OLMo-2-1124-13B-DPO

Property	Value
Base Model	OLMo-2-13B-SFT
License	Apache 2.0
Language	English
Paper	Tülu 3 Paper

What is OLMo-2-1124-13B-DPO?

OLMo-2-1124-13B-DPO is an advanced language model developed by Allen AI, representing a significant evolution in the OLMo series. It's a 13B parameter model that has undergone Direct Preference Optimization (DPO) training after being fine-tuned on a specialized variant of the Tülu 3 dataset. The model achieves impressive performance across diverse tasks, scoring an average of 61.0% across various benchmarks including MMLU, GSM8k, and MATH.

Implementation Details

The model utilizes a length-normalized DPO training approach with specific hyperparameters including a learning rate of 8E-7, beta value of 5, and an effective batch size of 128. It supports a maximum sequence length of 2048 tokens and implements a linear learning rate schedule with a 0.1 warmup ratio.
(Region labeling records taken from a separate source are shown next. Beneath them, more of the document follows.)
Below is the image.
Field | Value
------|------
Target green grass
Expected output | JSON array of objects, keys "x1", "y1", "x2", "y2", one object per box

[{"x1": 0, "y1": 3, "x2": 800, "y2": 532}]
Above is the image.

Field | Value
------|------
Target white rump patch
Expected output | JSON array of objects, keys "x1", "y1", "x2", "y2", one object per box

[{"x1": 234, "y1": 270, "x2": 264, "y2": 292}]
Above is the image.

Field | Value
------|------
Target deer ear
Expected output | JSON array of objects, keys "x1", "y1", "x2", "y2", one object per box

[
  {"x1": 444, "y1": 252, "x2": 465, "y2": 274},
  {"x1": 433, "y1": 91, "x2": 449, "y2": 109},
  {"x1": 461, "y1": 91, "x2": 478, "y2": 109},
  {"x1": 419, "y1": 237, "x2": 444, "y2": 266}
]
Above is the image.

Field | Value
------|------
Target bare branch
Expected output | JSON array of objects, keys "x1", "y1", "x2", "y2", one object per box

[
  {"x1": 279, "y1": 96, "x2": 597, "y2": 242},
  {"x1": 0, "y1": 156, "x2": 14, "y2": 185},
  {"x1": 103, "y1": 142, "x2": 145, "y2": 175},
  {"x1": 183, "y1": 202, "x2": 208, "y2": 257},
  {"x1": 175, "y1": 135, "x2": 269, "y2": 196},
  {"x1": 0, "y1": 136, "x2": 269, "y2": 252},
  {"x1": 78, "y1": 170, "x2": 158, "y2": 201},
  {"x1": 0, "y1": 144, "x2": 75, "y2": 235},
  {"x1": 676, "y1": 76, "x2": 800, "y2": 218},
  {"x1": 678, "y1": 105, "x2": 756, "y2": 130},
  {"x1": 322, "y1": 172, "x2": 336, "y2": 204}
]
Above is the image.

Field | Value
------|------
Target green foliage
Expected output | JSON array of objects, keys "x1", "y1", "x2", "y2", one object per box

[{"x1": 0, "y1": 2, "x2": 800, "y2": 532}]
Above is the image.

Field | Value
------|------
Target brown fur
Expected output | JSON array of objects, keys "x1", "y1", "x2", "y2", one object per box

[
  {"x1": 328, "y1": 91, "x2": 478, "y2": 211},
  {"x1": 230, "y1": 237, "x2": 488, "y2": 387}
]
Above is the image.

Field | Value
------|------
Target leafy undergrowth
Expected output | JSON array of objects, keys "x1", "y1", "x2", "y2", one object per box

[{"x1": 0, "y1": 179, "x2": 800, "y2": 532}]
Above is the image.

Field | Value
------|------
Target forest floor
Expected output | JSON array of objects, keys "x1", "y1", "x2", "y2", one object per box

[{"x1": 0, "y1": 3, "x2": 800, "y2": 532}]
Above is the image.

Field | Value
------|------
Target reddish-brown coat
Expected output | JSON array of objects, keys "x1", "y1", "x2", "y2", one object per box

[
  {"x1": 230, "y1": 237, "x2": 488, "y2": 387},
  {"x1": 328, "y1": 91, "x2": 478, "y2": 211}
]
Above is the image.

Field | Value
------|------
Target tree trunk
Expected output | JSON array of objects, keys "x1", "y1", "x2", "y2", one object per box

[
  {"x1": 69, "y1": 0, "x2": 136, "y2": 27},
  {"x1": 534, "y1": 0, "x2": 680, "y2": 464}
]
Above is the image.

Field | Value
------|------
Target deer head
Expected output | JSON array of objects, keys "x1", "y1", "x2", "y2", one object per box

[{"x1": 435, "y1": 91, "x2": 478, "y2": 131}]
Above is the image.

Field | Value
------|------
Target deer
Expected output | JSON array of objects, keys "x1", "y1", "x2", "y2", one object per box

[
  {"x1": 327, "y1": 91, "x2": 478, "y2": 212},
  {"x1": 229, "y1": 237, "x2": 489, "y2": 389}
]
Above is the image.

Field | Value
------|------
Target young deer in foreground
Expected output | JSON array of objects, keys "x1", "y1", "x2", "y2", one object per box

Trained using Transformers architecture
Implements specialized chat template for conversation
Supports both standard text generation and conversational tasks
Achieves 84.2% on GSM8k and 80.6% on IFEval benchmarks

Core Capabilities

Advanced mathematical reasoning and problem-solving
Strong performance on general knowledge tasks (68.5% on MMLU)
Robust safety considerations (80.6% on safety benchmarks)
Effective chat and instruction following capabilities

Frequently Asked Questions

Q: What makes this model unique?

OLMo-2-1124-13B-DPO stands out for its comprehensive training approach combining SFT and DPO, along with its strong performance across diverse tasks, particularly in mathematics and reasoning. It's part of the fully open OLMo series, making it valuable for research and educational purposes.

Q: What are the recommended use cases?

The model is particularly well-suited for research and educational applications, excelling in mathematical reasoning, general knowledge tasks, and conversational interactions. It's designed for safe and responsible AI deployment while maintaining high performance across various benchmarks.